Many of Agatha Christie’s novels have been edited to remove potentially offensive language, such as insults and references to race, writes the British newspaper The Guardian. These include passages from popular detective books with Hercule Poirot and Miss Marple as the two main characters, which Christie wrote between 1920 and 1976.
So-called “sensitive readers” have stripped books of language and descriptions that modern audiences find offensive, particularly in descriptions of the characters and populations that Christie’s protagonists encounter outside the UK. Modified versions only appear in versions published by the publisher HarperCollins since 2020.

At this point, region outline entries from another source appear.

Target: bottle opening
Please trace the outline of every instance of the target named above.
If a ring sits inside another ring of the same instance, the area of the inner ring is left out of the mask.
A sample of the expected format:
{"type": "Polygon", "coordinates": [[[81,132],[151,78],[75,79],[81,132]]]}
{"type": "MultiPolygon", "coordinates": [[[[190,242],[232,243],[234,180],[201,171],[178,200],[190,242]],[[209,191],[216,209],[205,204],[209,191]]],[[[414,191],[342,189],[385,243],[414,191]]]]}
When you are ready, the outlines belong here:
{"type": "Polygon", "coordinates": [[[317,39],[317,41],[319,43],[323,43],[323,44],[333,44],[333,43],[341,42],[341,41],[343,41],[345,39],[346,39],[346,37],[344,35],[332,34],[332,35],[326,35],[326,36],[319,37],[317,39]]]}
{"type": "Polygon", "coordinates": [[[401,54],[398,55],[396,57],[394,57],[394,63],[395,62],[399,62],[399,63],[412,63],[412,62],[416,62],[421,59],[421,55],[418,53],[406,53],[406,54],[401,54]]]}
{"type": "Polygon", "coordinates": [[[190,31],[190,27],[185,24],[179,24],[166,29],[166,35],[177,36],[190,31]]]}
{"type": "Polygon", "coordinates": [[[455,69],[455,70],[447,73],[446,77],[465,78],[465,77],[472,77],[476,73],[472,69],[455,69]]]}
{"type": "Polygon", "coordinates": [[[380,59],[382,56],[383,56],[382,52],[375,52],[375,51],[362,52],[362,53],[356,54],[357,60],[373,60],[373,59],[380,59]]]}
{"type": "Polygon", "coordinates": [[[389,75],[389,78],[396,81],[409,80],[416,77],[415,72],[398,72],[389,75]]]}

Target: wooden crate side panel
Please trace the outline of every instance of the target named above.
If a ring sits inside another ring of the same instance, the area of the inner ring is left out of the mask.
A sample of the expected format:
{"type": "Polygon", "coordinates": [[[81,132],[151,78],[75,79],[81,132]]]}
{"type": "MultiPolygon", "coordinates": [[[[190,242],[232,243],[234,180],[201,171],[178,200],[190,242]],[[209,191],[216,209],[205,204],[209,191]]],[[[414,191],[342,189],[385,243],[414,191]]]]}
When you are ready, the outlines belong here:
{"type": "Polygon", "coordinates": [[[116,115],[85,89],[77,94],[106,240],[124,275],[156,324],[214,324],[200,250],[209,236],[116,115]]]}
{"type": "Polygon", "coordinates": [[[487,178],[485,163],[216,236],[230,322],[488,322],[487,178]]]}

References to race have been dropped in the new editions. Consider describing a character as black, Jewish, or gypsy. The female figure’s torso was no longer described as “made of black marble”, it was no longer related to the “Indian figure” of the judge, and terms such as “oriental” and “negro” were removed.
Something similar has happened to passages that could be considered racist in new editions of the James Bond books. They have been modified or removed, and they were announced at the end of February. The publisher Ian Fleming Publications Ltd, who owns the rights, has had the original texts revised by a group of reviewers. As a result of this evaluation, new versions have been published, in which disclaimers have also been added.
It was previously reported that British publisher Puffin had altered hundreds of passages from British versions of Roald Dahl’s books so that Dahl’s work “could be enjoyed by everyone”. For example, a character in Charlie and the Chocolate Factory is no longer “fat” but “huge”, the Oompa Loompas are gender-neutral in the same book and in The Twits the female protagonist is no longer described as “ugly”.